While Connecticut may not seem like a hiker’s dream state, there are certainly some amazing hidden gems here that will surprise and delight even the most experienced hikers. With rocky summits, beautiful forests, serene waterways, and picturesque fall foliage, Connecticut has a wide variety of stunning nature areas to explore. We created this guide to the best hikes in Connecticut so that you can explore some of the state’s most beautiful parks, trails, and landscapes! Make no mistake, no matter what experience or ability level you are, you’ll definitely be able to find a place for hiking in Connecticut that suits your fancy.
Easy Hikes in Connecticut
Kent Falls Loop
- Location: Kent Falls State Park (Kent, CT)
- Trail Length: 0.7 miles
- Elevation Gain: 232 feet
Perfect for families, dogs, and hikers of all levels, the short, 0.7-mile Kent Falls Loop trail will take you to one of the most scenic waterfalls in Connecticut. With a 250-foot waterfall that’s perfect for photography, this trail offers several viewpoints to view this spectacular cascade. Most reviewers say that this hike is extremely easy, making it perfect for anyone looking for fabulous views on a scenic but short trail. Go during the spring after snowmelt for the most powerful waterfall flows!
Bluff Point Coastal Reserve Trail
- Location: Groton, CT
- Trail Length: 3.6 miles miles
- Elevation Gain: 170 feet
If you’re looking for seaside views on an easy, accessible waterfront trail, the Bluff Point Coastal Reserve Trail is one of the best hikes in Connecticut to enjoy the water. One of the nicest things about this easy trail is that it’s got well-maintained, wide trails, perfect for all levels of hikers and for social distancing. You’ll experience a variety of landscapes, from rocky shorelines to forests to marshy flatlands. Visitors say these trails can get busy, so we’d strongly recommend going in the early morning to catch sunrise on the water and avoid the main crowds that tend to arrive later in the day.
- Location: Mine Hill Preserve (Roxbury, CT)
- Trail Length: 3.6 miles
- Elevation Gain: 511 feet
For history lovers and hikers alike, the Roxbury Mines Trail in Mine Hill Preserve is a wonderful place to go hiking in Connecticut. With several beautiful historic mining structures to explore, forested areas to walk through, and many rock formations to admire, this easy trail is perfect for a weekend adventure in the wilderness.
Fern-lined trails take hikers 3.6 miles through the shady forest canopy, which brings you to the Mine Hill ironmaking complex, a historic ironworks facility in the forest. While not in use today, you can catch a glimpse of the ovens and furnaces used to create iron pieces from iron ore, the next step after mining the ore. Not only is this a wonderful way to get outdoors, but it’s one of the coolest historic hikes in Connecticut as well!

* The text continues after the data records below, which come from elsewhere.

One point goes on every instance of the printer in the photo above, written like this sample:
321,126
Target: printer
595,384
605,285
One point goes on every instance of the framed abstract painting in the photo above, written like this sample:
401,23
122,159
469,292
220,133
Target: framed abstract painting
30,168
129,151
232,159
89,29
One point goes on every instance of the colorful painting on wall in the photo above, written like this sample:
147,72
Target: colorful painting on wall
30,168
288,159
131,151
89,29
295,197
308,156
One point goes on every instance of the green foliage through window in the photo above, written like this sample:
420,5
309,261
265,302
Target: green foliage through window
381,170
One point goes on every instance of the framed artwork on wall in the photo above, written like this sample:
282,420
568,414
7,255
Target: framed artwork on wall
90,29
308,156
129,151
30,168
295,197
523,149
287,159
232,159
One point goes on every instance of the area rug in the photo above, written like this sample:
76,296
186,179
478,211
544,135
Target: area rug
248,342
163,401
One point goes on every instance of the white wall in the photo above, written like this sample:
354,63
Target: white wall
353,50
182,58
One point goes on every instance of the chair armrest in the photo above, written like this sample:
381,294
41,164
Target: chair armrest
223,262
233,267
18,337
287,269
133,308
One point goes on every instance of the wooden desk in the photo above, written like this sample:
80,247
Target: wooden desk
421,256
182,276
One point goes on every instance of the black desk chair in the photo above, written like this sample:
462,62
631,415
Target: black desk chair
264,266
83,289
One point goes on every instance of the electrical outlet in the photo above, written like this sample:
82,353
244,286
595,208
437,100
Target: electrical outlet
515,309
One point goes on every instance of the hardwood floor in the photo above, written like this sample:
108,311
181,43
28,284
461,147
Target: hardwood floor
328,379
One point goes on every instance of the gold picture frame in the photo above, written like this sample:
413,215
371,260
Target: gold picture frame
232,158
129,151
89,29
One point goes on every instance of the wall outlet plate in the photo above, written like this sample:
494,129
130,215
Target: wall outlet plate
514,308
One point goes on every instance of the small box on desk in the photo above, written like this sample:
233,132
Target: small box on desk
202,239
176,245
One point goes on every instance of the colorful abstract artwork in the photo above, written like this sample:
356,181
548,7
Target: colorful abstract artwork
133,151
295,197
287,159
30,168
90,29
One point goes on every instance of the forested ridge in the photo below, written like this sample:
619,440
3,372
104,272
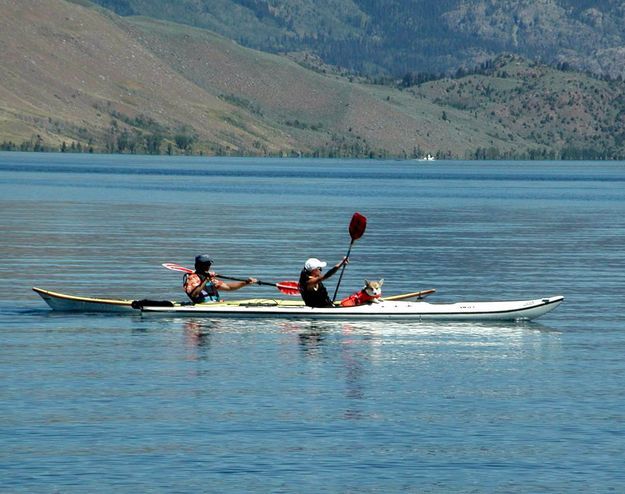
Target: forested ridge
78,78
398,36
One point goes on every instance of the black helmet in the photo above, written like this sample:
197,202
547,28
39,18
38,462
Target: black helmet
203,263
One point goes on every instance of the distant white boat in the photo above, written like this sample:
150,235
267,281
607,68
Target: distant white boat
427,157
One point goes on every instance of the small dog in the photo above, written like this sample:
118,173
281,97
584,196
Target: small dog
370,293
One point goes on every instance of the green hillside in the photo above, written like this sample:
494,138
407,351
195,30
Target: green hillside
75,77
394,37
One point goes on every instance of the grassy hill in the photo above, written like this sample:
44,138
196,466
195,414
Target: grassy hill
394,37
77,77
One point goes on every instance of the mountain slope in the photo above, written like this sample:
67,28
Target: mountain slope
399,36
66,70
79,77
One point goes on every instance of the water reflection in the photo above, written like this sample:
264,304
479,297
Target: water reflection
197,335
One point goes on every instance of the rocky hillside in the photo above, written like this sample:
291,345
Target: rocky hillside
75,77
394,37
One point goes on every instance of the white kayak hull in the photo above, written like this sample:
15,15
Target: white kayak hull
72,303
398,307
387,310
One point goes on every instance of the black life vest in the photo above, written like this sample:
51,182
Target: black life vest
209,293
316,296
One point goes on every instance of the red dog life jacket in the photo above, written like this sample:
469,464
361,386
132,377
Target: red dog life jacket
358,298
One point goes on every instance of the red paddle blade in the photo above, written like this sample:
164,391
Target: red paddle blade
288,287
357,226
176,267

Steep Rock Yellow Circle Trail
- Location: Steep Rock Preserve (Washington Depot, CT)
- Trail Length: 4.2 miles
- Elevation Gain: 521 feet
There are few places for hiking in Connecticut that have the variety and natural beauty of the Steep Rock Circle trail. Located in Steep Rock Preserve, this 4.2-mile trail is home to tons of wildlife, breathtaking suspension bridges, pristine waterways, and more. This easy trail is the perfect place to go on a leisurely hike with your dog or with kids, as there’s so much to see and do along the dirt paths.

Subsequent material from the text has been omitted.